Over the weekend, The New York Times published an article about the Heartland Institute’s number-one climate-change-denying scientist, Willie Soon. The article detailed Soon's previously undisclosed conflict of interest involving receiving money from the fossil fuel industry for publishing papers claiming that the sun is responsible for recent climate change.
In addition to failing to disclose his conflict of interest to the scientific journals he published in, Soon described his writing scientific papers and delivering testimony before Congress as “deliverables” in exchange for fossil fuel industry funding, according to the article. Oops.

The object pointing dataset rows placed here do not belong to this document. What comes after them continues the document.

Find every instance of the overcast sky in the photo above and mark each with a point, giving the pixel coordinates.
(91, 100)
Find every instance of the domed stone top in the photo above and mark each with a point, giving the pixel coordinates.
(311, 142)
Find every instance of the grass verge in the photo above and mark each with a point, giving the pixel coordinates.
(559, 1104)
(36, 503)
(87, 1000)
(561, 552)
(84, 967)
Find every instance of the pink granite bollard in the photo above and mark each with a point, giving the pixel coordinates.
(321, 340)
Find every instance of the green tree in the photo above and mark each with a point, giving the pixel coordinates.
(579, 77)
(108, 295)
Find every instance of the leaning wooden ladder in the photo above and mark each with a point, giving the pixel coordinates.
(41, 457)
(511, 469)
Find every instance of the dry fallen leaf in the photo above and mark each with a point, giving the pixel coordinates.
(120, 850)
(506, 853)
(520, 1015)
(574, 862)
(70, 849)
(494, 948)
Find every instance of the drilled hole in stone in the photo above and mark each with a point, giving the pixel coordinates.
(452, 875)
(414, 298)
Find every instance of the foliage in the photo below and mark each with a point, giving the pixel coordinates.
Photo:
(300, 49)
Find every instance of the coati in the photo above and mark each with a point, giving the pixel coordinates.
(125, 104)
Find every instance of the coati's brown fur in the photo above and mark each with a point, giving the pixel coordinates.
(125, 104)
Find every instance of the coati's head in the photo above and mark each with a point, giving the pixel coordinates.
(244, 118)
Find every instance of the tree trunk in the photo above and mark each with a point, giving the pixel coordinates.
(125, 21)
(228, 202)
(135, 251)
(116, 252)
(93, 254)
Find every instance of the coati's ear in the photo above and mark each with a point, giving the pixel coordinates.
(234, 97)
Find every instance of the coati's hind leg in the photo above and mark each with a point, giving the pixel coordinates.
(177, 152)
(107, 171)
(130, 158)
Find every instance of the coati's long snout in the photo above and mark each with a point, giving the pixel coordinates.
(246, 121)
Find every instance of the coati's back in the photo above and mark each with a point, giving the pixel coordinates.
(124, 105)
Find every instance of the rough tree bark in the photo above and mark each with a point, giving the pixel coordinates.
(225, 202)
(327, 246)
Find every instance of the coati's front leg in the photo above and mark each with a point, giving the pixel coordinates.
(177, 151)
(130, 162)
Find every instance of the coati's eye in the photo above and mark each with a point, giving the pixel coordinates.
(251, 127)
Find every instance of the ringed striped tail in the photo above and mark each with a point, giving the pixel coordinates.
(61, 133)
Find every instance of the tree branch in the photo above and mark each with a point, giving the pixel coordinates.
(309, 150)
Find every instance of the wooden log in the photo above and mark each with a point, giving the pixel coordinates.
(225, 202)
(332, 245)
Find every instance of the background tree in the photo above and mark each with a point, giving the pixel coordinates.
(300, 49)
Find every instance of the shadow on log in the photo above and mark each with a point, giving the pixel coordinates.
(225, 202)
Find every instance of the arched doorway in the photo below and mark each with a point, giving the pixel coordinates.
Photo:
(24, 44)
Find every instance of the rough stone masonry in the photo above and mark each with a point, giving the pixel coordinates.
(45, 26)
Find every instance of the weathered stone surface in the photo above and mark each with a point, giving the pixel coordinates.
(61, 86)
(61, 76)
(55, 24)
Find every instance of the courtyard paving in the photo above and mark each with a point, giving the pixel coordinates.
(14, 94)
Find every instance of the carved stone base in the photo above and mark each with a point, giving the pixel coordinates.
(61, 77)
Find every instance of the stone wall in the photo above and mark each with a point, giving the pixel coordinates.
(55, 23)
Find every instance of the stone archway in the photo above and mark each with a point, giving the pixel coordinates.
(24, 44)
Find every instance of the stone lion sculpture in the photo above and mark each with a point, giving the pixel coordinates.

Let’s be clear about one thing—the issue is not that Soon was receiving money from industry to do his research. Plenty of valid research comes from industry funding for a variety of scientific topics. The problem arises when that funding is not disclosed. Researchers become suspect when they begin to advocate strongly for positions that best suit the industry that is funding them. This is even more troubling when their positions run counter to those of almost every other scientist doing research on the issue.
So why does NCSE care about Willie Soon? After all, whatever his failings, he's not a public school science teacher miseducating his students about the science of climate change, or a state legislator or board of education member trying to allow teachers to do so. Isn’t this just “inside baseball” for those participating in, or just following, the political controversies over climate science?
No. The relevance arises from Soon’s involvement with the Heartland Institute—an organization that is committed to the idea that anthropogenic climate change is not real. That’s no secret, of course. But it isn’t always recognized that the Heartland Institute is eager to get that message out to teachers.
We’ve heard from educators across the country who have received unsolicited mailings from the Heartland Institute. For example, when the Intergovernmental Panel on Climate Change (IPCC) report on climate change was published in 2013, the Heartland Institute promptly dispatched a flyer advertising its own simulacrum of the IPCC report, produced by something called the NIPCC (Non-Intergovernmental Panel on Climate Change; get it?) entitled “Climate Change Reconsidered.” The document is a classic denialist text, full of cherry-picked data that purports to demonstrate why anthropogenic climate change is not happening.
The horrifying part is that we heard from many educators who received the mailings and initially thought they were legitimate scientific documents. Of course, the teachers that we heard from either realized on their own or were told by us that the NIPCC report was scientifically bogus. Some teachers spotted Steven Newton’s blog post about it or a flyer (pdf) that we distributed without getting in touch with us. It’s the teachers that didn't get the news that we’re worried about.
This isn’t the only attempt by the Heartland Institute to engage educators. In 2008, for example, it distributed a short video called Unstoppable Solar Cycles. Featuring none other than Willie Soon, the video purports to demonstrate why anthropogenic climate change is not real, and rather it is the sun that is responsible for recent warming. Educators who are not familiar with the science or this organization may actually think this was a good resource and present it to their students.
This is why the outing of Willie Soon is great news for educators everywhere. The next time—if there is a next time—they receive another pamphlet, report, or movie from the Heartland Institute featuring Willie Soon, they can look him up and find the wealth of information now available about the funding, conflicts of interest, and possible ethical violations involved in his work. They’ll know exactly where the “educational” material they are being bombarded with belongs—the trash bin. That’s the best news of all.